Apenas unos instantes después —que a la chica se le hicieron eternos—, la placa rectangular que hacía las veces de mirilla se corrió hacia un lado con un susurro metálico. Dos ojos, oscuros y fijos, asomaron por el hueco. Recorrieron de arriba a abajo, primero, a la Yotsuki, y al Uchiha después. Se mantuvieron fijos, como dos carbones apagados, en la falsa apariencia de Datsue...
—Por las tetas de Amaterasu...
Pese al grosor de la puerta, ambos gennin pudieron escuchar con total claridad la maldición que masculló el portero. El visor se cerró bruscamente, y al sordo golpetazo de la placa volviendo a su lugar, le acompañaron crujidos y chirridos de bisagras. Momentos después, la puerta estaba abierta de par en par, y un tipo extremadamente grande les indicaba que pasaran.
—Adentro.
Anzu obedeció casi de forma automática, intentando aparentar seguridad. La puerta daba a una pequeña salita, una suerte de recibidor, cuyo mobiliario lo componían únicamente una mesa de madera vieja, con un par de botellas de cerveza de arroz y un dango a medio comer, y una silla que debía servir de asiento al gigantesco guardián. Debido a su tamaño, no era difícil suponer que tenía que sentarse en la silla para poner mirar correctamente a través del visor.
El gorila les indicó que continuaran por una puerta, metálica también, al otro lado de la habitación. Anzu no dudó un instante, y nada más abrirla, le llegó el característico olor dulzón del omoide refinado. Casi se mareó en aquel preciso momento, sólo del aroma. La puerta daba a un estrecho pasillo, y éste, a la sala principal del local.
La estancia estaba casi en penumbra; iluminada sólo por lámparas de tonos azules que colgaban del techo, emitiendo una cantidad curiosamente escasa de luz. Era bastante amplia, con mesas, sillas y sofás por aquí y por allá, distribuidos de forma aparentemente caótica. Franqueaban la estancia dos barras de madera, idénticas en aspecto y disposición, tras las cuales había un camarero idéntico a su homónimo. ¿Gemelos? Si no lo son, poco les falta. No había mucha gente en la barra, sino que el grueso de los clientes se ubicaba en la zona de sofás, recostados en diversas formas. Algunos parecían simplemente un poco idos, mientras que otros tenían los ojos en blanco y sólo de vez en cuando algún espasmo involuntario delataba que estaban vivos. En las mesitas bajas, por todo el local, no era raro ver cuencos de cristal, pequeños en tamaño, que contenían una sustancia viscosa y azul. Junto al cuenco, una cucharilla de plata más pequeña de lo normal.

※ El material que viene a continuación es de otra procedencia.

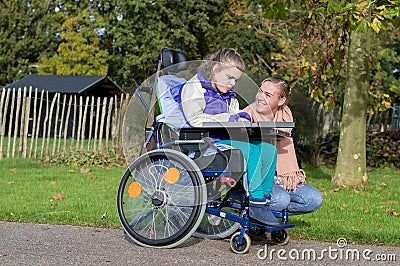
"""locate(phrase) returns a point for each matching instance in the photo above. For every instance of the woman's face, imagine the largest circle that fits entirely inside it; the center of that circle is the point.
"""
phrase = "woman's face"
(224, 77)
(269, 98)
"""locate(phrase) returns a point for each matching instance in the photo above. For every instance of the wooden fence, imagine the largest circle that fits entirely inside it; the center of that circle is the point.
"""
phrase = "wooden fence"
(35, 124)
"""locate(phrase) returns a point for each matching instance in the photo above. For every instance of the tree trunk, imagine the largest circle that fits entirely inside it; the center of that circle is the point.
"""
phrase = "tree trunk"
(351, 160)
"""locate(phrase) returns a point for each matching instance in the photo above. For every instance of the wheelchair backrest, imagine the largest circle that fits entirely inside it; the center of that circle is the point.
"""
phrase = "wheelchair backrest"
(168, 90)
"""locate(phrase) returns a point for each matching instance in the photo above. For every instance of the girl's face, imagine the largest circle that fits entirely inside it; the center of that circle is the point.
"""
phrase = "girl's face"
(269, 98)
(224, 77)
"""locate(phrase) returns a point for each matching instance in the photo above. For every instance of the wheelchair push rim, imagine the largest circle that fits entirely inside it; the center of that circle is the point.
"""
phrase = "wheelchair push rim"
(161, 199)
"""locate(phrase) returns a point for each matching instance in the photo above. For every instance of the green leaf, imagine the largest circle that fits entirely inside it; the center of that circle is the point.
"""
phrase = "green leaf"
(362, 26)
(376, 25)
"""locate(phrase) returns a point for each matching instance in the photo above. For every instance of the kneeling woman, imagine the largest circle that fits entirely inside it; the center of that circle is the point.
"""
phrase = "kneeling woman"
(208, 97)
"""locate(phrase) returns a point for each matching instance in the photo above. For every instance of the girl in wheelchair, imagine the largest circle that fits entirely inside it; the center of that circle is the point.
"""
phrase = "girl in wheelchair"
(209, 97)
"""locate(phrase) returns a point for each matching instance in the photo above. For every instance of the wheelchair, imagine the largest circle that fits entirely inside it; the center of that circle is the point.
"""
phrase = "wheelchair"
(183, 184)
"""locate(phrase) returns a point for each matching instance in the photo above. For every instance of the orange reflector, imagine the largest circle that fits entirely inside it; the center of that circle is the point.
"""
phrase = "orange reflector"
(172, 175)
(134, 189)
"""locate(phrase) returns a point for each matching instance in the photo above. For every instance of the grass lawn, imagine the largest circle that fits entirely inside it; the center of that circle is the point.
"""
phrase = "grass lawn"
(364, 217)
(31, 192)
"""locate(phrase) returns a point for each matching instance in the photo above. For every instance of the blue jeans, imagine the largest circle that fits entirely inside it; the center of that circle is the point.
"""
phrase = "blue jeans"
(306, 199)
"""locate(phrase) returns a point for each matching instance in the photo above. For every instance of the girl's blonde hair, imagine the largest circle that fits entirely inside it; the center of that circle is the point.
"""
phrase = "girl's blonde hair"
(228, 56)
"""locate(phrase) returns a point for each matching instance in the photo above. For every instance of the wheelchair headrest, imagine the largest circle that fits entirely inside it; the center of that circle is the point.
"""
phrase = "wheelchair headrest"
(171, 57)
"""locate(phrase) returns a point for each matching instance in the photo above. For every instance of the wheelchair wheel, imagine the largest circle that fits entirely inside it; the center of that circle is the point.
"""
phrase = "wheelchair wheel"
(243, 247)
(214, 227)
(161, 199)
(280, 237)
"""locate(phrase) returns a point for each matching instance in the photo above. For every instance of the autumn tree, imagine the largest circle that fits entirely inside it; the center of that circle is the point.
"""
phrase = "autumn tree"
(28, 30)
(140, 28)
(80, 52)
(342, 34)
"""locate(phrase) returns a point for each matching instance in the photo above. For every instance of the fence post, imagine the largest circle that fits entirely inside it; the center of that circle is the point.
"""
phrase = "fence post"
(396, 113)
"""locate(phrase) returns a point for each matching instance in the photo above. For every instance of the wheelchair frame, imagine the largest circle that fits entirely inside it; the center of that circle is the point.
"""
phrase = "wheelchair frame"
(151, 209)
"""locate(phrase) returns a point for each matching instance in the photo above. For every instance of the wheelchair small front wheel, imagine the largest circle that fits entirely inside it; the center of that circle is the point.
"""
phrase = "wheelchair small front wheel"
(240, 248)
(280, 237)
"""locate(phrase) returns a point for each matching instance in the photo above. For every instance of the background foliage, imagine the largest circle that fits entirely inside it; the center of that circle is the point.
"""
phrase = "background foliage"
(303, 41)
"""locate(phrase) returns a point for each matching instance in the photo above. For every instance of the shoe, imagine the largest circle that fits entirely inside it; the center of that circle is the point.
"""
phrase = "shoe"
(260, 210)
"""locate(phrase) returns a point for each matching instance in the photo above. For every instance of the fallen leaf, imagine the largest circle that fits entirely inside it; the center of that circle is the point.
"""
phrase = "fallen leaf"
(390, 202)
(59, 196)
(85, 170)
(336, 190)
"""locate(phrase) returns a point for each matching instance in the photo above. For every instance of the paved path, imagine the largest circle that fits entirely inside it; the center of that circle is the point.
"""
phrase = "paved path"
(42, 244)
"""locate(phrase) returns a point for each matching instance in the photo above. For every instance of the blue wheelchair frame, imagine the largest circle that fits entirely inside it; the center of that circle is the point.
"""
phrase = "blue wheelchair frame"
(247, 225)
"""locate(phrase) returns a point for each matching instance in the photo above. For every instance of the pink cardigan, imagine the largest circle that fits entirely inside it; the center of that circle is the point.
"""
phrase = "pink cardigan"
(286, 166)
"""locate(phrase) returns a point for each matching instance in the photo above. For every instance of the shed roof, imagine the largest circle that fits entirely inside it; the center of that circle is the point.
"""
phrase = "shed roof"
(83, 85)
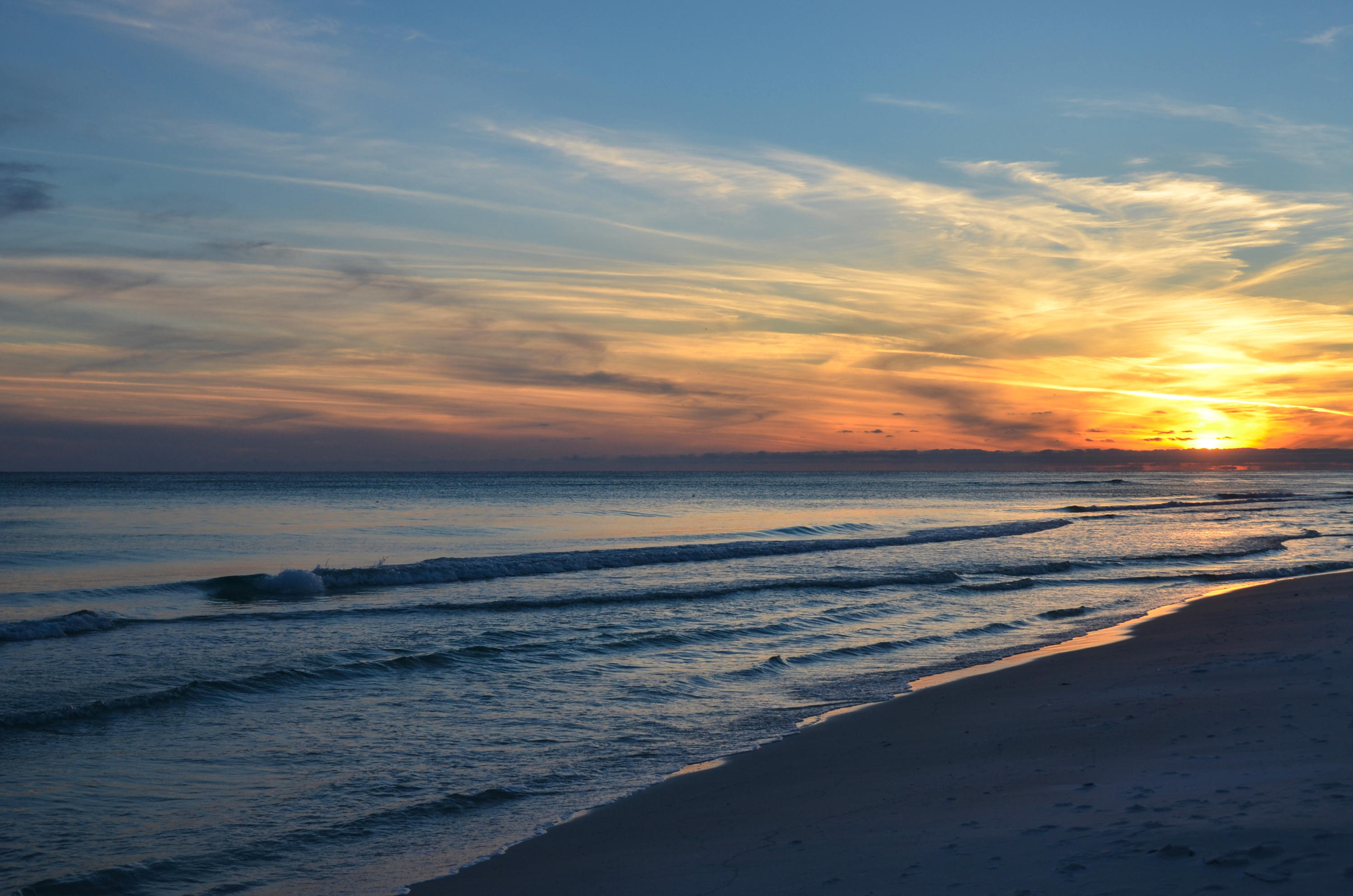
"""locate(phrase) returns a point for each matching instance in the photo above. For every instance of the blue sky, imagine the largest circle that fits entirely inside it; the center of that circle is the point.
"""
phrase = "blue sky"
(543, 229)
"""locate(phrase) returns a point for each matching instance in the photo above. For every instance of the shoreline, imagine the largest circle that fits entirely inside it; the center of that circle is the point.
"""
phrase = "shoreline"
(838, 807)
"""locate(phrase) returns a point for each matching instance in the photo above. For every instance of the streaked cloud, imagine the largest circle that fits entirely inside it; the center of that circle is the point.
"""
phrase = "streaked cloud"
(1302, 142)
(845, 291)
(926, 106)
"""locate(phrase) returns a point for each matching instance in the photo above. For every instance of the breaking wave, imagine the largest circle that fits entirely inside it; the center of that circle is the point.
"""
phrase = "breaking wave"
(76, 623)
(451, 569)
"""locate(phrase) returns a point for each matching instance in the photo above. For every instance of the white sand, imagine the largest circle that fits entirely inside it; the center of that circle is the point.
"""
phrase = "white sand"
(1213, 752)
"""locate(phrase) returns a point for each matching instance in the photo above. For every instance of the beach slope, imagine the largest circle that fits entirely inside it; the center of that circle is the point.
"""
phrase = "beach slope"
(1213, 752)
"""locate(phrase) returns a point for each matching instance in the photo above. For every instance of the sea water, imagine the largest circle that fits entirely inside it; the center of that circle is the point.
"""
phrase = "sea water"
(344, 684)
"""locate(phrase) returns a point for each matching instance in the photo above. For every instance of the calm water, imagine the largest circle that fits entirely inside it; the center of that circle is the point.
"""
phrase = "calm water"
(182, 715)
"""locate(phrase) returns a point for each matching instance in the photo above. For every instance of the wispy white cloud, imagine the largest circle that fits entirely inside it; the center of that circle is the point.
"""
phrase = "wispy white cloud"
(927, 106)
(1328, 37)
(247, 37)
(1307, 144)
(812, 290)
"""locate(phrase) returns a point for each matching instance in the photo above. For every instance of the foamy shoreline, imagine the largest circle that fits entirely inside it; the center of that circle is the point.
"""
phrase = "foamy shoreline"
(1210, 750)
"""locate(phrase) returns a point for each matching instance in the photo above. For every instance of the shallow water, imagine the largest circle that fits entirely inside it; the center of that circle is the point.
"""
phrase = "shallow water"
(178, 718)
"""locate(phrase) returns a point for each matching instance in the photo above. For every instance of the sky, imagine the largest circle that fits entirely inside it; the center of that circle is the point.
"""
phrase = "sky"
(410, 234)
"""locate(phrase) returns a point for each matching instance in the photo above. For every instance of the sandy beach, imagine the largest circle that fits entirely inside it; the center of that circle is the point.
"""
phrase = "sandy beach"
(1211, 752)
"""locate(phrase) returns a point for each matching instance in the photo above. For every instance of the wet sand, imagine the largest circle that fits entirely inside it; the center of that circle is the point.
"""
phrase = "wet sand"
(1211, 752)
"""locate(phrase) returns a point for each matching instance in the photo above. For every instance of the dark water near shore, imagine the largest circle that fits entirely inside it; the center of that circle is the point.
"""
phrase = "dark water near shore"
(228, 684)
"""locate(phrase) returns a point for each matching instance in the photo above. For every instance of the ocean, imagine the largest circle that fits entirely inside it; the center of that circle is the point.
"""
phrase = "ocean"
(343, 684)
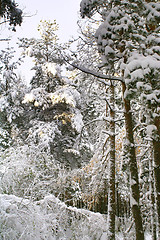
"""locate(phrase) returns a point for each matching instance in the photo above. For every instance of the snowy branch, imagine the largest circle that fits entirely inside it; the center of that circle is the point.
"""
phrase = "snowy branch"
(95, 73)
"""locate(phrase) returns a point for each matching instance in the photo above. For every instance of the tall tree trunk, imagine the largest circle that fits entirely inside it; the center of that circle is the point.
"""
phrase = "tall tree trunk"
(135, 192)
(111, 204)
(156, 150)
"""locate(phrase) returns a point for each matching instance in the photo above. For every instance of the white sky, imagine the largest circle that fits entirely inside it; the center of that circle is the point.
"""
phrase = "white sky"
(65, 12)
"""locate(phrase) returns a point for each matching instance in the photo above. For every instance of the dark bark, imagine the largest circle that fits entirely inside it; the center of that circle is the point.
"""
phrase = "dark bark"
(135, 191)
(156, 150)
(112, 205)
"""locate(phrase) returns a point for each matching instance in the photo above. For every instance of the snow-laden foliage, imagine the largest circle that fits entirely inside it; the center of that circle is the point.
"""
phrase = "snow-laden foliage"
(47, 219)
(10, 12)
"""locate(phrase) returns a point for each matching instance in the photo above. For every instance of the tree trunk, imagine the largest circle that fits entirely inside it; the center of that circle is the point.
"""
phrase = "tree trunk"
(156, 150)
(111, 204)
(135, 192)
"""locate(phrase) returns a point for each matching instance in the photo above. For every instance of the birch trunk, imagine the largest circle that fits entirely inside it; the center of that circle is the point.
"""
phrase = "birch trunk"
(135, 191)
(111, 204)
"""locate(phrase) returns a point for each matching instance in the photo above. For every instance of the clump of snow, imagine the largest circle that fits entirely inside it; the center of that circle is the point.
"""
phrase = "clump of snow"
(151, 129)
(77, 121)
(47, 219)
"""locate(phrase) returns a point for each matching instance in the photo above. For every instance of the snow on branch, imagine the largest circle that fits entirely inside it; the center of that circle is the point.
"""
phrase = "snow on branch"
(95, 73)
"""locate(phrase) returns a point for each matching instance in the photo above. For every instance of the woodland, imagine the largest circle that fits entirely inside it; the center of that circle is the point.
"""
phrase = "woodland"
(80, 143)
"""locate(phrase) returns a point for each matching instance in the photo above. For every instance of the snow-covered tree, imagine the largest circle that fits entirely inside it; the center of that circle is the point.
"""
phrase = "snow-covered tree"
(10, 12)
(12, 92)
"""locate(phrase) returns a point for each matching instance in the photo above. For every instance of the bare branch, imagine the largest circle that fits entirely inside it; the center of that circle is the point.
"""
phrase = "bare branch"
(95, 73)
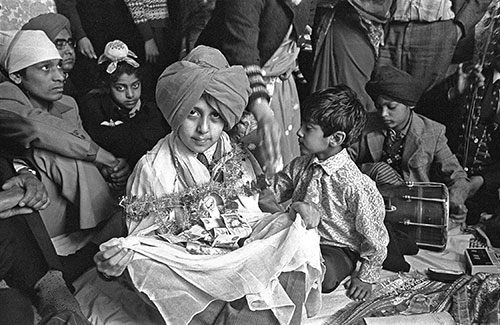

Sin embargo, el detalle más curioso era, sin duda, el último en percibirse. A la kunoichi le llevó unos instantes darse cuenta de que al fondo de la sala, en un hueco entre un par de mesas y más sillas, un grupo de música tocaba una melodía suave, muy relajante, casi monocorde. Era un sonido sutil y muy fino, que se te metía en la cabeza sin que te dieses cuenta.
—Este sitio me da un mal rollo... —susurró Anzu a su compañero—. ¿Y ahora qué?